“How accurate is it?” is the first question everyone asks about an AI geolocation service. It is also the hardest question to answer honestly, because accuracy depends heavily on what you are trying to geolocate, where it is located, and what “accurate” means in your context. Rather than giving you a single number, we want to walk through how we measure performance, what our benchmarks show, and where the technology has genuine limitations.
How we measure accuracy
Geolocation accuracy is typically measured in distance error: how far is the predicted location from the true location? But a single average distance is misleading. A system that is accurate to 10 metres in Amsterdam but off by 5 kilometres in rural Drenthe would show a reasonable average while being useless for half the country.
We use multiple complementary metrics:
Median error — the distance at which half the predictions are closer and half are further away. This is more representative than mean error, which gets skewed by outliers.
Recall at distance thresholds — what percentage of queries yield a result within 25 metres, 100 metres, 1 kilometre and 5 kilometres of the true location. This tells you the probability of getting a useful answer at different precision levels.
Confidence correlation — how well does our reported confidence score predict actual accuracy? A confidence score is only useful if high-confidence results are genuinely more accurate than low-confidence results.
CosPlace: the foundation
GeoPin’s visual place recognition is built on CosPlace, a model developed at the Polytechnic University of Turin specifically for visual geolocalisation. CosPlace uses a ResNet-152 backbone to produce 512-dimensional embeddings that capture the visual identity of places.

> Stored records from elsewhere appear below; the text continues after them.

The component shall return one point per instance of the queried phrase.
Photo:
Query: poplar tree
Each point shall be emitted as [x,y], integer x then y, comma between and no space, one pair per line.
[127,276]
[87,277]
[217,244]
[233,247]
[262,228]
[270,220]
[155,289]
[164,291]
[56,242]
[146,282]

Unlike classification models that assign images to discrete location categories, CosPlace learns a continuous embedding space where visually similar places are close together. It can match locations it has never seen during training, as long as visually similar reference images exist in our database.
On the Pittsburgh 30k benchmark, CosPlace with ResNet-152 achieves recall@1 above 90%. On the more challenging MSLS (Mapillary Street Level Sequences) dataset, which includes appearance changes across seasons, performance is lower but competitive with state-of-the-art methods.
Our Netherlands-specific benchmarks
Academic benchmarks are useful for comparing models but do not tell you how well the system performs on Dutch streets. We maintain an internal evaluation set of 5,000 geotagged photos from across the Netherlands, stratified by province and urban/rural classification. These photos are held out from our reference index to prevent data leakage.
Here is what we observe on our evaluation set:
City centres (Amsterdam, Rotterdam, The Hague, Utrecht): Median error of roughly 15-30 metres. Recall within 100 metres exceeds 75%. Dense reference imagery and distinctive architecture contribute to strong performance. Canal houses, shopping districts and major intersections are particularly well matched.
Suburbs: Median error of roughly 40-80 metres. Recall within 100 metres is around 55-65%. Repetitive residential styles are harder to distinguish, but street patterns and plantings still provide useful signals.
Rural areas: Median error rises to 150-500 metres. Recall within 100 metres drops to 25-35%. Open farmland, generic country roads and sparse reference coverage all contribute to lower accuracy. However, recall within 1 kilometre remains above 60%, which is often sufficient for rural investigation contexts where block-level precision is not expected.
Industrial zones and ports: Performance varies significantly. Distinctive infrastructure like cranes, silos and specialised buildings matches well. Generic warehouse districts are harder.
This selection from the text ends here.